Plymouth CAST receives financial notice to improve

One of England’s largest academy chains has been issued with a financial notice to improve by the Education and Skills Funding Agency.

Plymouth CAST, an academy trust that runs 35 schools, has had its spending powers restricted and been ordered to address “weak financial management and inadequate governance”.

The trust, which is one of the government’s “system leader” chains, must now put together an action plan to address the ESFA’s concerns and prepare a financial recovery plan.

It has experienced a turbulent year in which it has also faced criticism over its performance.

My concerns remain in relation to the weak financial management and inadequate governance at the trust

Last November, it was criticised by Ofsted for leadership and safeguarding failings after nearly two thirds of its schools that were visited as part of a focused inspection were rated ‘inadequate’ or ‘requires improvement’.

Inspectors found that senior trust staff did not have a “sufficient understanding” of school performance, some schools have seen a “significant decline” since joining the trust, and until recently there was no strategy to monitor safeguarding procedures.

The trust was issued with a warning notice by Rebecca Clark, the regional schools commissioner for the south-west of England, in December.

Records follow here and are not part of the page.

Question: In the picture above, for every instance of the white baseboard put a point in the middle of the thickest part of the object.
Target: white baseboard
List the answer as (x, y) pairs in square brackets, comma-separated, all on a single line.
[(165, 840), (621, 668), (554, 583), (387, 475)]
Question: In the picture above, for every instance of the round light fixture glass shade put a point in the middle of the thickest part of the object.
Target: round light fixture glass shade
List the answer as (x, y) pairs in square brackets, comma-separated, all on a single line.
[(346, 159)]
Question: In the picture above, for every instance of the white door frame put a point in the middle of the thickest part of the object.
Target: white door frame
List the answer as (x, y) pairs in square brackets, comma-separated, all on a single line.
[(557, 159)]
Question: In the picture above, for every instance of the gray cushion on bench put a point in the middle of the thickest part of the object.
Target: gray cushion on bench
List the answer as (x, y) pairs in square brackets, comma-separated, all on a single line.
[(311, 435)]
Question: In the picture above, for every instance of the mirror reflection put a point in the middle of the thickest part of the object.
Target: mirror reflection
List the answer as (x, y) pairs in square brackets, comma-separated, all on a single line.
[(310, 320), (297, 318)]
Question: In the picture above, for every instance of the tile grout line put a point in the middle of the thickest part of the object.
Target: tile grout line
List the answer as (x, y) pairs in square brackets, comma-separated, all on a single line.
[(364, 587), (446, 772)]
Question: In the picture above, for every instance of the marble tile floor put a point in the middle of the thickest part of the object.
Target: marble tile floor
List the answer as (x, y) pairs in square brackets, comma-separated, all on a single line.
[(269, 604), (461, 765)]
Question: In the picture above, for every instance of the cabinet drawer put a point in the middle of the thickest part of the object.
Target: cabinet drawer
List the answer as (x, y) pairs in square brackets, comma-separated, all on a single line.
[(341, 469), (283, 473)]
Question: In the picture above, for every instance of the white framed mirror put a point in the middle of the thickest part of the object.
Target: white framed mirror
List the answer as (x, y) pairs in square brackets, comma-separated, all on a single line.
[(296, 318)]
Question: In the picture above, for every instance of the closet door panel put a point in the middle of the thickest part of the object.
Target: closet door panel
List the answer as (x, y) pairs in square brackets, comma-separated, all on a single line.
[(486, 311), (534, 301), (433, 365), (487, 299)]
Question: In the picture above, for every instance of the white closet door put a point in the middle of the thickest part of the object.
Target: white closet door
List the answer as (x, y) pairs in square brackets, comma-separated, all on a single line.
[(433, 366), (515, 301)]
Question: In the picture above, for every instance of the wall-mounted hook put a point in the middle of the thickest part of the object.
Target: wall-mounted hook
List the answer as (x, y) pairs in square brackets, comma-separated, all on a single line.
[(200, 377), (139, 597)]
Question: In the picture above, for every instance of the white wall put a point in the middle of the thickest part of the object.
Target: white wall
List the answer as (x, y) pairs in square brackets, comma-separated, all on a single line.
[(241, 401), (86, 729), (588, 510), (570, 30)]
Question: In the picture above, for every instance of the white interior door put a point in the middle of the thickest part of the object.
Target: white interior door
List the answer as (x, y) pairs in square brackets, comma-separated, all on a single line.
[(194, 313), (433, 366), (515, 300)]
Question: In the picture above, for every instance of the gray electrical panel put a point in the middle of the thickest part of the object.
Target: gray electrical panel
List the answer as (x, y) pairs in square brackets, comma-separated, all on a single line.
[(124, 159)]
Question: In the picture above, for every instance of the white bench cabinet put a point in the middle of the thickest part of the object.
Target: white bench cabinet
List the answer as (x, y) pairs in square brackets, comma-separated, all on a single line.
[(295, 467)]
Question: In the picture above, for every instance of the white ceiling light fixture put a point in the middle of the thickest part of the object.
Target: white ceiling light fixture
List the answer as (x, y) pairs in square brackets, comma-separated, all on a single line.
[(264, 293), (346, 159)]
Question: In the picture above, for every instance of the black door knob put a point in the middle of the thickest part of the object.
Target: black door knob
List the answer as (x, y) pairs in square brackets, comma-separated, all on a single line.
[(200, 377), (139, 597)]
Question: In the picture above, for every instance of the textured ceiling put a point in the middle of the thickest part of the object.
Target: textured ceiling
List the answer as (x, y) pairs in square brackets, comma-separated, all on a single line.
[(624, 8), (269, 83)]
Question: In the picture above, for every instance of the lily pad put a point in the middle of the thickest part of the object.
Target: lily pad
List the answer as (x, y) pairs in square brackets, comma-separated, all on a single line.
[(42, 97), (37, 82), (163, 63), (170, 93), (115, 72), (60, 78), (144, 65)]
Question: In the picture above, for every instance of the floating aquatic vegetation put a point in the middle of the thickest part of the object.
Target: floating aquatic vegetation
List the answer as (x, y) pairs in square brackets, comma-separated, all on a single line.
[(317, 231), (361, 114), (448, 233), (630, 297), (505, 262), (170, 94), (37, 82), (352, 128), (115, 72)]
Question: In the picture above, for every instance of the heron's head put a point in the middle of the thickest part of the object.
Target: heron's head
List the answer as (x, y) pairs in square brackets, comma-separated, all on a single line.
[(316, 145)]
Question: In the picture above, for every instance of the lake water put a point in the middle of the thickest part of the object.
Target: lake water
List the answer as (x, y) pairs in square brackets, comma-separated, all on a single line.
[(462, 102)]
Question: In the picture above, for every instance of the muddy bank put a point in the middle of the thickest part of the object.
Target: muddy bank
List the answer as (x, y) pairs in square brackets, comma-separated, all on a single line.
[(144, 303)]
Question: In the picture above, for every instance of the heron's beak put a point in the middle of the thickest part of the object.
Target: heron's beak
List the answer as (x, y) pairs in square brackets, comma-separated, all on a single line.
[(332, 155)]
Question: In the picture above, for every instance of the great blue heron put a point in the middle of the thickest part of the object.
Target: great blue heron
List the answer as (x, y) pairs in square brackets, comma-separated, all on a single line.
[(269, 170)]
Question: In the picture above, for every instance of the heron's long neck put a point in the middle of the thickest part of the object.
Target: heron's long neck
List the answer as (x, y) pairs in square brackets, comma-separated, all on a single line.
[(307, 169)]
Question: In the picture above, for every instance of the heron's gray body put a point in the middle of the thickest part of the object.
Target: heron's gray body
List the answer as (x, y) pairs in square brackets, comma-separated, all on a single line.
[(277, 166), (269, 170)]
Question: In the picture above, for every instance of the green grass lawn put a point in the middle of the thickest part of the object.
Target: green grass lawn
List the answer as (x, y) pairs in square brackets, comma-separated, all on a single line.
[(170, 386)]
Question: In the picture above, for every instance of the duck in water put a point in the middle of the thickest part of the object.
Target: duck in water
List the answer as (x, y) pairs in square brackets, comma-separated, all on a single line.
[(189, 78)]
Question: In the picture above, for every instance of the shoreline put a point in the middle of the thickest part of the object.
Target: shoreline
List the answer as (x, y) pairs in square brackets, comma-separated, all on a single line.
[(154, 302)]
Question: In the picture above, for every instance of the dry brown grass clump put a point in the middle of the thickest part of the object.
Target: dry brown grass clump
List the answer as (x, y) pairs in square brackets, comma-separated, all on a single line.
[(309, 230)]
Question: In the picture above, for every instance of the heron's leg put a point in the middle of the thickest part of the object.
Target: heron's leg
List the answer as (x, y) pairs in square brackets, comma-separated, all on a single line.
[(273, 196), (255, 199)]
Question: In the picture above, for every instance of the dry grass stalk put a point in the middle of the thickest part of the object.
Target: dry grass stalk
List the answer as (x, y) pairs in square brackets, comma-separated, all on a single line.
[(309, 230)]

Under the terms of the financial notice to improve, Plymouth CAST must now run most of its spending decisions past the ESFA, and will only get these spending powers back once it has met the agency’s requirements.

Leaders must submit their action plan to the ESFA by October 20, and prepare a financial recovery plan by November 17. If it does not meet those deadlines, the trust faces potential termination of its funding for failing to comply with the academies financial handbook.

Kate Griffin, the trust’s interim chief executive, said there had been “no suggestion” of financial impropriety at the trust, and insisted it had referred itself to the ESFA in June after its new directors and leaders “identified medium term concerns relating to the trust’s financial operating model”.

“The board has already taken swift and decisive action to address these concerns, including a complete financial management review of the trust by an independent auditor and the rapid introduction of a new electronic financial management system,” she said.

“We will continue to work closely with the ESFA over the coming months to provide further assurance and improvement so that all pupils in our schools receive the best possible Catholic education in a safe, caring and supportive environment.”

The trust has also been told to implement new financial management and monitoring structures, and undertake further actions to “strengthen challenge in managing the budget and finances”.

As part of these requirements, the trust has been told it must ensure all trustees are aware of their responsibilities as directors.

It must also make sure that effective processes are in place for the trust to monitor financial performance and financial risks to its operation.

These requirements must be “exemplified” in a written report, due to be submitted by the trust by November 10.

The ESFA has also demanded that the trust provide it with monthly revenue income and expenditure reports, balance sheets and cash flow forecasts.